Three photographers recently passed away, and I don’t think any one of them was a household name. But they were provocative, extraordinary, and celebrated in their individual niches.
David Hamilton was first established as a British photographer, who gained fame by posing young women in various forms of dehabille, and in a style that became known as the Hamilton blur. Critics condemned him as a pornographer, referring to his images as “soft-core artsploitation”. He often found his models on the beaches of Southern France. And because of his renown, parents permitted him to photograph their children. His admirers compared his work to the French painters of the 17th and 18th centuries, such as Watteau and Fragonard. He studied architecture prior to a career in fashion photography, and later became art director at the Printemps department store in Paris.
William Christenberry was known for his photographs of poor, rural Alabama. His photographs made him one of the most respected and influential artists of the modern South, often depicting ruined buildings, rusted cars and unruly vegetation. He did not include people. What distinguishes his work is that he used a 3-by-5 inch Kodak Brownie camera, a Christmas gift he received when he was 8 years old! (Although he used a large format camera for some photos, he always returned to his Brownie.) And he took his film to a drugstore to be developed! His work was influenced by Walker Evans and James Agee, whose collaboration produced “Let Us Now Praise Famous Men,” based on their trip to Hale County, Alabama. He eventually became close friends with Evans. In later years, he taught at the Corcoran School in Washington, D.C. His images have been published in several books, and are featured in the Corcoran Gallery (now part of the National Gallery of Art), the Smithsonian American Art Museum, and the Whitney Museum of Art. A new exhibition of his photographs will open on December 9 at the Maryland Institute College of Art in Baltimore.

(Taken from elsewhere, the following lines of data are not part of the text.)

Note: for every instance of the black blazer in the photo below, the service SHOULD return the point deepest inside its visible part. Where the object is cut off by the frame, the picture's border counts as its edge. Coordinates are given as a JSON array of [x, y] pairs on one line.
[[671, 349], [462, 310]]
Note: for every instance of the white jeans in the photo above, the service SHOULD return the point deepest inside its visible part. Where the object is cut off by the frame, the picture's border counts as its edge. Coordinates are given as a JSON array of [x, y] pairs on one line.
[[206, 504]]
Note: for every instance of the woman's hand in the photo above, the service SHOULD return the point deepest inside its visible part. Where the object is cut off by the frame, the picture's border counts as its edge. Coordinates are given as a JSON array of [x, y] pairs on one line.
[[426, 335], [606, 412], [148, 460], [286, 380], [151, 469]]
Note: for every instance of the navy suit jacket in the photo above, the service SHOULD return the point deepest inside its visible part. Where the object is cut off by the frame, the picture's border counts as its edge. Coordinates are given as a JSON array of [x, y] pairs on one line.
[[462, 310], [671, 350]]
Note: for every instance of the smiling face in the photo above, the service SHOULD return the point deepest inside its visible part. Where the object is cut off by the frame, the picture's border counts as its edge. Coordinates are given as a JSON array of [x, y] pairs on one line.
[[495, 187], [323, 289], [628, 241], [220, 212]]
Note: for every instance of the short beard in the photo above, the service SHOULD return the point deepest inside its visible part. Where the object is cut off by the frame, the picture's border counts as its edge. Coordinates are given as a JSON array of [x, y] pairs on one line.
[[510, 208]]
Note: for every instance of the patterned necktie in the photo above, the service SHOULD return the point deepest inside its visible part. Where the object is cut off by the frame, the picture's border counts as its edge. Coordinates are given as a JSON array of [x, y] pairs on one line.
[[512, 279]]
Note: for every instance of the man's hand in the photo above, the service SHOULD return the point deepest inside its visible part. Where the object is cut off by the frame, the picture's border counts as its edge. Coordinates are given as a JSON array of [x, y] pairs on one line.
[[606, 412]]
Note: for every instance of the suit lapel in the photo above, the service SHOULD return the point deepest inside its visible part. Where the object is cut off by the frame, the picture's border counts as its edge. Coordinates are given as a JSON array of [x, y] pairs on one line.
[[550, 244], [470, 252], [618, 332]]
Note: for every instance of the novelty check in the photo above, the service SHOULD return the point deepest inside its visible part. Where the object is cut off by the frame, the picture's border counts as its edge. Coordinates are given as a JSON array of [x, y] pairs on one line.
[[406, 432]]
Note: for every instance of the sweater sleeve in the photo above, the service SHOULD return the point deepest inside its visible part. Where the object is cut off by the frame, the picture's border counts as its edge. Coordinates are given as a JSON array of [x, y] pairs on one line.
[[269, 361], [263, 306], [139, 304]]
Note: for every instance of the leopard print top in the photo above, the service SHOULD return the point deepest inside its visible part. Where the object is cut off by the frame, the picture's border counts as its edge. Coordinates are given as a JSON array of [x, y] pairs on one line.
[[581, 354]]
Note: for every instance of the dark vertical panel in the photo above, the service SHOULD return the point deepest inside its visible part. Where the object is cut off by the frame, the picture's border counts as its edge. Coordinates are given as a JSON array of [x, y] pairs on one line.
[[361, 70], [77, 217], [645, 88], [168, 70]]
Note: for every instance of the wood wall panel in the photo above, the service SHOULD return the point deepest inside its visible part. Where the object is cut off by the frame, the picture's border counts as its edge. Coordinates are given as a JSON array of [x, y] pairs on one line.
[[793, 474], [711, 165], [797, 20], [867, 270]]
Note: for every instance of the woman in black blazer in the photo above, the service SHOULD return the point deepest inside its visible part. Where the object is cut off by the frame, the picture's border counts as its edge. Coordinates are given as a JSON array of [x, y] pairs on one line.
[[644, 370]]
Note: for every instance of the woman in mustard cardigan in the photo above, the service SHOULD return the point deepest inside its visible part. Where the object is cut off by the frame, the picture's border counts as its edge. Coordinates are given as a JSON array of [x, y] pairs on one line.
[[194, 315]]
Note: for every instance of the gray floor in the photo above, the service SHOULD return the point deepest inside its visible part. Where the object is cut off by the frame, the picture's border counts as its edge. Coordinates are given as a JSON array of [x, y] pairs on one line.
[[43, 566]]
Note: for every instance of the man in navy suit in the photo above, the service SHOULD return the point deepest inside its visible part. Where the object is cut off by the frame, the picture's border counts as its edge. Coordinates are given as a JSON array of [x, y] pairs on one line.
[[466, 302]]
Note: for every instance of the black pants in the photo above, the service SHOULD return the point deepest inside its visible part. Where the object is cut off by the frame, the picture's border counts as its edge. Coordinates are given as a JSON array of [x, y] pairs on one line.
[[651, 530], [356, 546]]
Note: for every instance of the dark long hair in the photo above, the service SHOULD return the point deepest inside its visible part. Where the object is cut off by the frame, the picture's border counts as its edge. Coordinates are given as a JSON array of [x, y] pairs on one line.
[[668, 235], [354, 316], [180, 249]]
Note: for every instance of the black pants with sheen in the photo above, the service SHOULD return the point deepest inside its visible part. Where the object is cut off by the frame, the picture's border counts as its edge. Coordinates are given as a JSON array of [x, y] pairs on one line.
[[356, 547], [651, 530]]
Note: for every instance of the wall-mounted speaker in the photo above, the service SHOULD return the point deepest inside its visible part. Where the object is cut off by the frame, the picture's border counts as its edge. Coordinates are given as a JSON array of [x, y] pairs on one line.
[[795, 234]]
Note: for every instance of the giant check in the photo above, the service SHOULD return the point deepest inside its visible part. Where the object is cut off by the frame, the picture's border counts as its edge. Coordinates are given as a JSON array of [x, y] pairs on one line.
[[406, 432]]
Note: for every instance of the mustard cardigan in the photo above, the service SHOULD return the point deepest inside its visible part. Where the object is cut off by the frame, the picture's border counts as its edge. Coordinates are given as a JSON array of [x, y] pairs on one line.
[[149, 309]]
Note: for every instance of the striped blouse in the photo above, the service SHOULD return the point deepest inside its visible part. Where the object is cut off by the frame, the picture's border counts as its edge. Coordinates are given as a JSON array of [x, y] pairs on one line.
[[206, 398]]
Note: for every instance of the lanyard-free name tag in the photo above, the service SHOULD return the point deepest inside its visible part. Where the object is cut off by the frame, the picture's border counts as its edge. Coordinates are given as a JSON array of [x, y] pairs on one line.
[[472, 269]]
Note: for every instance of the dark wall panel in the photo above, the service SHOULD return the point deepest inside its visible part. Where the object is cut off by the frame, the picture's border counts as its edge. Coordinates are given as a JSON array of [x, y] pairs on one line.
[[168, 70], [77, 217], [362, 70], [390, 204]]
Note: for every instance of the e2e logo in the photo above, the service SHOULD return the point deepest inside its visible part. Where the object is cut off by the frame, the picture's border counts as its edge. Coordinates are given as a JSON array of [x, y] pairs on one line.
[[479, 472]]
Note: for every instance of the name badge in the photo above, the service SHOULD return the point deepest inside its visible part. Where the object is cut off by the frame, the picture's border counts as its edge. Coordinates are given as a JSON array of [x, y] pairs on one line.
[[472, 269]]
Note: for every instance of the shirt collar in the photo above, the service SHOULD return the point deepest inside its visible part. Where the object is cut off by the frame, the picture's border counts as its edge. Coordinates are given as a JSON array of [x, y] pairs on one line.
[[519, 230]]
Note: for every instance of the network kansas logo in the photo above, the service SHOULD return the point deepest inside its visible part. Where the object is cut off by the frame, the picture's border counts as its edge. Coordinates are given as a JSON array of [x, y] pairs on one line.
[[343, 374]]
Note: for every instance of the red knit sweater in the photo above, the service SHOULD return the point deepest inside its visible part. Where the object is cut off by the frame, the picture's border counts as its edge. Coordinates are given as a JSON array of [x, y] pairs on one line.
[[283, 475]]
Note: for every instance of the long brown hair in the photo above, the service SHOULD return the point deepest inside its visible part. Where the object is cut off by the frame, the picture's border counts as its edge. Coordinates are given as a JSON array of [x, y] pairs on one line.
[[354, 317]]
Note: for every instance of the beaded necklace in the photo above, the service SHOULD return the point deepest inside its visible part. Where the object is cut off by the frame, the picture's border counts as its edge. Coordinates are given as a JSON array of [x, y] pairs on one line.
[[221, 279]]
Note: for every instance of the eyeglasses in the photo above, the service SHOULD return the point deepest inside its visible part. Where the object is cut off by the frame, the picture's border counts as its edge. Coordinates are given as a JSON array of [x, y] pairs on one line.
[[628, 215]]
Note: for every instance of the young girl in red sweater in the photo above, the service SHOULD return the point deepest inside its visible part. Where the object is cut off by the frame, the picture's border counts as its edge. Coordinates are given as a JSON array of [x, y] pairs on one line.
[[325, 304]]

Rodney Smith is described as a “whimsical photographer.” You must Google his name and scroll though his Magritte-like images. His subjects are posed in imaginative ways, using props such as umbrellas, bowler hats, and binoculars. Or they are poised ready to leap from tall buildings or an airplane wing. One of his iconic photographs shows an elegantly dressed couple kissing on top of a taxicab stopped in an Upper Manhattan traffic jam. Another anomaly, attributed to his photographic style, is that he did not use artificial light and refused to ask his subjects to smile.
These photographers, perhaps not well-known, captured their images skillfully and with ingenuity, exhibiting a style unique to their personal interests and artistry. It is worth a stroll through their galleries.